Optisch bekommt ihr eine typische Multiformatumsetzung, allerdings auf hohem Niveau geliefert. Ab und an gibts kleinere Ruckler, ansonsten gefallen detailreiche Locations mit allerlei Kisten und sonstigen per Telekinese beweglichen Sachen. Nutzt die automatische Zielaufschaltung beim Einsatz von Telekinese um versteckte Goodies zu erreichen. An kleinere Grafikdetails wurde ebenfalls gedacht, wie Fußspuren im Schnee oder blutige Fußspuren, wenn ihr über einen Leichnam geschritten seit. Dafür gibt es nur einige wenige Gegnermodelle und massig hässliche Clippingfehler. Wenn ihr Wächter gerne per Telekinese bearbeitet, wundert euch bitte nicht, dass deren Körper nicht selten bis zur Hälfte in einer Wand stecken bleiben, nachdem ihr sie durch die Gegend gewirbelt habt. Zwischenseuqenzen bekommt ihr in Spielgrafik zu Gesicht. Dazu gibt es englische Sprachausgabe, die ihr auf Wunsch mit deutschen Texten untertiteln laßt.

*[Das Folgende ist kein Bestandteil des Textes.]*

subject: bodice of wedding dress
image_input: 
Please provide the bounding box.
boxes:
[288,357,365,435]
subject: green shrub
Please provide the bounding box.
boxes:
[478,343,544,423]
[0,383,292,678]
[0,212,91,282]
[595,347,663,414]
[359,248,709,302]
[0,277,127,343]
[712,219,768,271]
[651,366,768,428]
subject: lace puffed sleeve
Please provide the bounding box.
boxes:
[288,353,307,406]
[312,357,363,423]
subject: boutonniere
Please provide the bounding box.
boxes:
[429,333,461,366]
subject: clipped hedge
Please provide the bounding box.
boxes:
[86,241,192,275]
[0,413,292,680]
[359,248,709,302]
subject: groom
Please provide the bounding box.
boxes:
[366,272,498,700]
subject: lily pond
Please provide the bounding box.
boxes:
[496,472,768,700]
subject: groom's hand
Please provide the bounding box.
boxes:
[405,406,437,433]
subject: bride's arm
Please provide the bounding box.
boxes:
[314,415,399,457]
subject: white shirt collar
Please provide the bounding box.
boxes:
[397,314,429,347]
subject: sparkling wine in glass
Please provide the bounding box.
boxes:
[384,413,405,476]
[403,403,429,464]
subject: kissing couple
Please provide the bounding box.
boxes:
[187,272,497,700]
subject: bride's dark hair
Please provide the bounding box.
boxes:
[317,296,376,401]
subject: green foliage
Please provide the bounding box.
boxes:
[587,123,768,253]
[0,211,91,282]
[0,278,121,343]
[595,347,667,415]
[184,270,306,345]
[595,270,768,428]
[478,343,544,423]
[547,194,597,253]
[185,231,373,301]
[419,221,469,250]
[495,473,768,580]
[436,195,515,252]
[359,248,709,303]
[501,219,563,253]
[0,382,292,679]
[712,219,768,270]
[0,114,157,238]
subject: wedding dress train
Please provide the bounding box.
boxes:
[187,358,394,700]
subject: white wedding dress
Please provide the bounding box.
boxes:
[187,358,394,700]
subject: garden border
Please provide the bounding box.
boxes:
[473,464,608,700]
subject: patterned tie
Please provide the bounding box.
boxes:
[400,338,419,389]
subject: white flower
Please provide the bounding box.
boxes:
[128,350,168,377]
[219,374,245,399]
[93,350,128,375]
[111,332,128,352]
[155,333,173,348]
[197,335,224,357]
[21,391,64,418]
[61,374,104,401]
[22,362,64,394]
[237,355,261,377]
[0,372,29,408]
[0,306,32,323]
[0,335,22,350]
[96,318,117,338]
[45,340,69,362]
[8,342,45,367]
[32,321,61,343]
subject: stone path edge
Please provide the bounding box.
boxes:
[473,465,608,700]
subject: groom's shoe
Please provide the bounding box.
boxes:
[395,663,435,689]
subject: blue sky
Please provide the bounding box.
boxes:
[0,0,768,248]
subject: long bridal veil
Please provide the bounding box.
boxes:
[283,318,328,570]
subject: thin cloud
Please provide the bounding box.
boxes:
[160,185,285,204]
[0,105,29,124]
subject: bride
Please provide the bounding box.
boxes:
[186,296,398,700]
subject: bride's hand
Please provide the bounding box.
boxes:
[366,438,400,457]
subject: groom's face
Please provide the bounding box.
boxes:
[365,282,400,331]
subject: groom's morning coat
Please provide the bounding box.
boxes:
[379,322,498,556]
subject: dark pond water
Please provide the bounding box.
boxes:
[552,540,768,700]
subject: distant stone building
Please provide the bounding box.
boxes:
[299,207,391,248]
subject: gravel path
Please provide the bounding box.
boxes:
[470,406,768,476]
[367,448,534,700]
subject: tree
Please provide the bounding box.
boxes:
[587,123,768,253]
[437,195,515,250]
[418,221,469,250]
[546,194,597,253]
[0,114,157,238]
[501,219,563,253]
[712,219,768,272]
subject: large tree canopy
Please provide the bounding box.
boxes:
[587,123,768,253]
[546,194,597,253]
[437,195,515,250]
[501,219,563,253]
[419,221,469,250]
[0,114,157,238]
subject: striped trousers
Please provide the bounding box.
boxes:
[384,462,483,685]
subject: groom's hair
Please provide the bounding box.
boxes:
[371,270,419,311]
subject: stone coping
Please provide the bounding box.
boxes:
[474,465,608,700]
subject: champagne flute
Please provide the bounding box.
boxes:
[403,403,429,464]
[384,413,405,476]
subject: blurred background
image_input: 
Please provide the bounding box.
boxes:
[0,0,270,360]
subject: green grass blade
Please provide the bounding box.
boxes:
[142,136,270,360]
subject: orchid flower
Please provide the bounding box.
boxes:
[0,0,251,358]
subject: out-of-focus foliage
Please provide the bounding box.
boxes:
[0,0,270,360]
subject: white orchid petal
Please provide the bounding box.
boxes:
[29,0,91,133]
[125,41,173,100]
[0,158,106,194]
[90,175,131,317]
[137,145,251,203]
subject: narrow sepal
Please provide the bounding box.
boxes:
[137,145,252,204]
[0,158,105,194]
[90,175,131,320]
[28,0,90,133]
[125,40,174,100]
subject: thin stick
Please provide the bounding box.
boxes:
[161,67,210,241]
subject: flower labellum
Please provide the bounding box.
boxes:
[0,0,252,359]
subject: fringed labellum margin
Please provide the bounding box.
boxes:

Englische SprachausgabeDabei müßt ihr höllisch aufpassen, dass ihr auch alles genau mitbekommt. Schließlich wird euch so genauer mitgeteilt, was denn nun eigentlich genau zu unternehmen ist. Im Pausenmenü findet ihr zwar einen Menüpunkt mit den Zielen des Levels. Doch sind diese meist sehr allgemein gehalten, so dass es schon mal vorkommen kann, dass ihr nicht genau wißt, was konkret jetzt von eurem Dr. Vattic verlangt wird. Beim Speichern müßt ihr euch auf ein automatisches Speichersystem verlassen. Nur wenn ihr einen Level komplett abgeschlossen habt, könnt ihr eurer Xbox ohne Reue eine Verschnaufpause gönnen. Innerhalb der Level gibt es zwar einige wenige Rücksetzpunkte. Diese werden aber nicht dauerhaft auf der Festplatte festgehalten. Wie gut ihr in "Second Sight" wart, lest ihr an einer umfangreichen Statistikabteilung nach, in der zum Beispiel die Spieldauer oder die Treffgenauigkeit erfahrt.